Maine’s two Republican senators, Susan Collins and Olympia Snowe, said in separate statements that they support ratification.

“We’ve got enough Republican support to pass the treaty,” Helmke said, declining to name the backers because some have not registered their support publicly. “We are hopeful that Senator

Reid sets” a vote “as soon as possible,” he said, referring to Senate Majority Leader Harry Reid, a Nevada Democrat.

Reid plans to bring up the treaty for a vote before Congress adjourns for the year, spokesman Jim Manley said. The Senate first plans to finish debates on pending legislation to extend expiring tax cuts and a measure to finance government operations.

The treaty, signed by Presidents Dmitry Medvedev and Barack Obama in April to replace a 1991 accord that expired in 2009, would reduce each nation’s deployed nuclear warheads by about one-third to a maximum of 1,550.

Medvedev has said the State Duma would ratify the treaty immediately after the U.S. Senate.

Senate Minority Whip Jon Kyl, an Arizona Republican, has delayed a ratification vote while seeking assurances that Obama would modernize the nation’s remaining nuclear-weapons arsenal.

Kyl’s fellow Arizonan, Senator John McCain, said in a speech in Washington on Friday that he hoped the Senate “will be able to bring this up next week, and a lot of work is being done to that effect.”

“We are very close” to resolving concerns about whether the treaty curbed missile-defense systems, McCain, a Republican, said at the Johns Hopkins School of Advanced International

Studies.

Kyl is “doing a tremendous job working with the administration to resolve the issues associated with nuclear modernization,” McCain said.

Two-thirds of senators present and voting are required to ratify a treaty, or 67 if all 100 lawmakers are in the chamber.

Democrats have 58 votes in the chamber, Republicans 42.

Ratification in the new congressional session that convenes in early January could be more difficult because the November election narrowed the Democrats’ majority to 53-47.

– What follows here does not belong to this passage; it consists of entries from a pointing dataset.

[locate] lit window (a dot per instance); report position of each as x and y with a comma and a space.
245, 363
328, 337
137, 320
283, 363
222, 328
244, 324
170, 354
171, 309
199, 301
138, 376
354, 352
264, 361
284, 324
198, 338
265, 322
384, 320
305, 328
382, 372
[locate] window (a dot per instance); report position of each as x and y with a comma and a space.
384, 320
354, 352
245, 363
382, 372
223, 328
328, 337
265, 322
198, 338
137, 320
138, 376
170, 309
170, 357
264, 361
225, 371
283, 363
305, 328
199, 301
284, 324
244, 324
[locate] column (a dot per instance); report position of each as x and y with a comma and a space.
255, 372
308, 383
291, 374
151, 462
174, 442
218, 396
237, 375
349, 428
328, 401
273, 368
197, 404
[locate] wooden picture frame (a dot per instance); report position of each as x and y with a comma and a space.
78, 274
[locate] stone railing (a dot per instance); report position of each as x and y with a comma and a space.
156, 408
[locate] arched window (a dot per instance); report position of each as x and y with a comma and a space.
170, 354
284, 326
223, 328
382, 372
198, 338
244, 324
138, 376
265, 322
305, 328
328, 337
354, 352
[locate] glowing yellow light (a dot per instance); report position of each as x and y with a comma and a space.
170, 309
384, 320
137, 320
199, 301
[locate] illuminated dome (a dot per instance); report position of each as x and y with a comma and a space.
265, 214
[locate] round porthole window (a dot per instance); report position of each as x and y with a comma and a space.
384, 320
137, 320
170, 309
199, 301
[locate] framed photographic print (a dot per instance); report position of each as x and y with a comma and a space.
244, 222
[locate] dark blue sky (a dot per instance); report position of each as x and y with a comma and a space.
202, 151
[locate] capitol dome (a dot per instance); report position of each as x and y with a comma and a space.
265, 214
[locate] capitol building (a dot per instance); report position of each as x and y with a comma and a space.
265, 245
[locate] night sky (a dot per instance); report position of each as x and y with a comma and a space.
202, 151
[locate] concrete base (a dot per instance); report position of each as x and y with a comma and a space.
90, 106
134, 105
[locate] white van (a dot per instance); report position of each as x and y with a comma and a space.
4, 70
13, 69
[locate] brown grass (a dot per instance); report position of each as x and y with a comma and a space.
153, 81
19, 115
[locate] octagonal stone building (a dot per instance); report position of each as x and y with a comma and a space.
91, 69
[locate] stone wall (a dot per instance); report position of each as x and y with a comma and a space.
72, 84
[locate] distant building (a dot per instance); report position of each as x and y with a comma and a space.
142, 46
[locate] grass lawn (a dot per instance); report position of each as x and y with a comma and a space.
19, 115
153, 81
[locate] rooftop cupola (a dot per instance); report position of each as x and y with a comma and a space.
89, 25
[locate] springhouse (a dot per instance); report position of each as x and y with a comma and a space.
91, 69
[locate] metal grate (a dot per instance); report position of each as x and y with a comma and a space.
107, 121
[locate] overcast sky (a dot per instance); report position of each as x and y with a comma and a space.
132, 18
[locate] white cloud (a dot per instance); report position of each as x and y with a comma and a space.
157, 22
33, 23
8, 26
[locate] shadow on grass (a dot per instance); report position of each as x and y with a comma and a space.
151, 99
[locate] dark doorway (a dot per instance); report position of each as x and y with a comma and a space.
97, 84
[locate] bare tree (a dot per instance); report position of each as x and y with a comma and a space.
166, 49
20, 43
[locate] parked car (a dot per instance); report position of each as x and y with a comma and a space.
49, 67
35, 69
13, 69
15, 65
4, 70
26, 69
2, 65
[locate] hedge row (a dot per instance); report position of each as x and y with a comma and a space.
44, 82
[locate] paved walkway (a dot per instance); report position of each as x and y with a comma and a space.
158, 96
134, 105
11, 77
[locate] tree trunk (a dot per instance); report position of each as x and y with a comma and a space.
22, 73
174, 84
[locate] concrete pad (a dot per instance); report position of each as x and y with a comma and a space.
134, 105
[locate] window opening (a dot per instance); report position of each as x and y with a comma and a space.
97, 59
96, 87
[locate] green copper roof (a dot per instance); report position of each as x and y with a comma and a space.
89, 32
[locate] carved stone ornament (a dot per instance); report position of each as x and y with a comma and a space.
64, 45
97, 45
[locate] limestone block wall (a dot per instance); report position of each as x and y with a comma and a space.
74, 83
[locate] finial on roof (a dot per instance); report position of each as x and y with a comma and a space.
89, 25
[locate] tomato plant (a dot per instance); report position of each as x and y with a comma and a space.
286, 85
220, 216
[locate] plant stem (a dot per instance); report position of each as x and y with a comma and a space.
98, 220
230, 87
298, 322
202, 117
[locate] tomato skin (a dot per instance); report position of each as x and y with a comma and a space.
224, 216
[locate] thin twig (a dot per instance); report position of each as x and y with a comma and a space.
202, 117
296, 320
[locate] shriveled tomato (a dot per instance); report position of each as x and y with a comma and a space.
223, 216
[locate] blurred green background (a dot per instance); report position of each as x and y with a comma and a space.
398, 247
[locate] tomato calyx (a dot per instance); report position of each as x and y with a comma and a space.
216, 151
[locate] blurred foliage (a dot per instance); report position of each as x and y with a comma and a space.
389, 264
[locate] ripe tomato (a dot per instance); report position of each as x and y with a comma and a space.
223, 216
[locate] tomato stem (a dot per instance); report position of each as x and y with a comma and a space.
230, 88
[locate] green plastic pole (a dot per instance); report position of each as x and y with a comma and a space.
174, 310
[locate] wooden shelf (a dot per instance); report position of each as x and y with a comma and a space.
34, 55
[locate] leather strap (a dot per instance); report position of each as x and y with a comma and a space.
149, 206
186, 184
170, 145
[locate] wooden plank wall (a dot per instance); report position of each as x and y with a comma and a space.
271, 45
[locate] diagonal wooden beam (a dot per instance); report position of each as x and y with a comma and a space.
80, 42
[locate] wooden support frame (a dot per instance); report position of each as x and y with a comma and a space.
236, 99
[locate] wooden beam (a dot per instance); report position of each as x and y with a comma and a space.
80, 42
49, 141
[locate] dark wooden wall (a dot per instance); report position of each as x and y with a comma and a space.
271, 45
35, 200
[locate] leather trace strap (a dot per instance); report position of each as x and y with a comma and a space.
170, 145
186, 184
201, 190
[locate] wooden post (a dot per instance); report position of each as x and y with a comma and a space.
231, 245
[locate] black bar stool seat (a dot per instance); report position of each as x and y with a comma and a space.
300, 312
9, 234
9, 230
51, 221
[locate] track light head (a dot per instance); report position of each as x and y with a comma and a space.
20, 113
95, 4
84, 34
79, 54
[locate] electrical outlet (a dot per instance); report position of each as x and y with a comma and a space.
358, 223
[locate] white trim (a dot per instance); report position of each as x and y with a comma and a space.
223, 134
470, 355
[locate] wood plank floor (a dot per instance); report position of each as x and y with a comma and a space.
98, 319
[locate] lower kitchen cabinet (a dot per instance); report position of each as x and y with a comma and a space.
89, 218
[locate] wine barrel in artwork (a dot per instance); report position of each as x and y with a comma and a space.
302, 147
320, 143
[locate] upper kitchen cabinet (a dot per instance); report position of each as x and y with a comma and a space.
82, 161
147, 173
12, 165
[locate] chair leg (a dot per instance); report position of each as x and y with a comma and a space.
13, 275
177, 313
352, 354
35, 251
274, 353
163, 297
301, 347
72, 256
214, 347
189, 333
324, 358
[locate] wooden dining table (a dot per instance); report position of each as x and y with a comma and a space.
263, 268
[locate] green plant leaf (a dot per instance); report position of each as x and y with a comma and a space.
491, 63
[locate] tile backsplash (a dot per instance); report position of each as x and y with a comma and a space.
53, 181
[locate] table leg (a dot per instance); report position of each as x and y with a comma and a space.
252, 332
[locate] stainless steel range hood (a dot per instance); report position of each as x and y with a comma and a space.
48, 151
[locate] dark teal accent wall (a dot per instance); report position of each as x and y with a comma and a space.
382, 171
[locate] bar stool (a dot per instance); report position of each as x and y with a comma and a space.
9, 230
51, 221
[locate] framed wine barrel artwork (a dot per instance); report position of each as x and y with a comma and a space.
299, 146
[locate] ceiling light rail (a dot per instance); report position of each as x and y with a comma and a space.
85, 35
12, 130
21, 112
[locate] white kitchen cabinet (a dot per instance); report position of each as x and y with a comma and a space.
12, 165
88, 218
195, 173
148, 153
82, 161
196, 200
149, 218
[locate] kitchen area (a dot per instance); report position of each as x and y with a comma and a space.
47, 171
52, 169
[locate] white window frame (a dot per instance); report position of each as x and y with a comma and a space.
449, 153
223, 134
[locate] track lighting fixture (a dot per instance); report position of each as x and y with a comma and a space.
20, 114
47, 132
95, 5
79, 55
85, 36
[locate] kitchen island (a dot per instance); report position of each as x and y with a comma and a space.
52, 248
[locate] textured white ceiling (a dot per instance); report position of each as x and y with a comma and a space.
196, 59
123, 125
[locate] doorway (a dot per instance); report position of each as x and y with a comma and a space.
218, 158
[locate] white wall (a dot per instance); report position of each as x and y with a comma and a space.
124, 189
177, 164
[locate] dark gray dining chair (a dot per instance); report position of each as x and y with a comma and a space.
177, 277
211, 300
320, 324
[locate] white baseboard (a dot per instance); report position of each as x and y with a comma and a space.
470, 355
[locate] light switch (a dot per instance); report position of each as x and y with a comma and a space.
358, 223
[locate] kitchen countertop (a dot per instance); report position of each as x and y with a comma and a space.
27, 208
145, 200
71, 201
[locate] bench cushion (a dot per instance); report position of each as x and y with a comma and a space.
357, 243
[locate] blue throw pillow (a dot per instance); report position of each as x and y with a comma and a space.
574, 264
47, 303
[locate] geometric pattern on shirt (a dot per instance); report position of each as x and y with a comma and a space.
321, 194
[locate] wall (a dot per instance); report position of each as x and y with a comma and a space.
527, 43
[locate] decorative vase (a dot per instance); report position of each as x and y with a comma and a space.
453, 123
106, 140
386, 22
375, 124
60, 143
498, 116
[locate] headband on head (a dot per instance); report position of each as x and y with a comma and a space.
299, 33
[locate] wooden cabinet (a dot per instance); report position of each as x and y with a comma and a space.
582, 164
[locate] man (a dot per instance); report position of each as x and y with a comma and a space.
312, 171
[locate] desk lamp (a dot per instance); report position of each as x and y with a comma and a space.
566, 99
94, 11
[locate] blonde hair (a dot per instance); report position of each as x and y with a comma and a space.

Supporters such as Lugar argue that the treaty is needed to restore nuclear-weapons inspection of the Russian arsenal.

Snowe, a member of the Senate Select Committee on Intelligence, said in a statement she is “confident” the treaty “will provide predictability in our relationship with Russia and thus enhance global stability and most importantly our national security.”

Snowe said she would support the treaty if there is “sufficient” opportunity for debate and amendments to the ratification resolution. She said concerns about “our ability to verify Russian compliance” and “to develop and deploy effective missile defenses, and to modernize our nuclear weapons complex, have been satisfactorily resolved.”

Collins said in a statement she will support the treaty’s ratification after Defense Secretary Robert Gates and Secretary of State Hillary Clinton assured her in writing that the administration was also committed to reducing Russia’s estimated 3,800 tactical nuclear weapons.

Besides Collins, Snowe and Lugar, New Hampshire Republican Judd Gregg told MSNBC he favors the treaty’s ratification.

Senator Robert Bennett, a Utah Republican who like Gregg is leaving the Senate, said in an interview that he was “generally disposed” to back the treaty.

Two other Republican senators, Johnny Isakson of Georgia and Bob Corker of Tennessee, voted for the ratification resolution when it was approved by the Senate Foreign Relations Committee.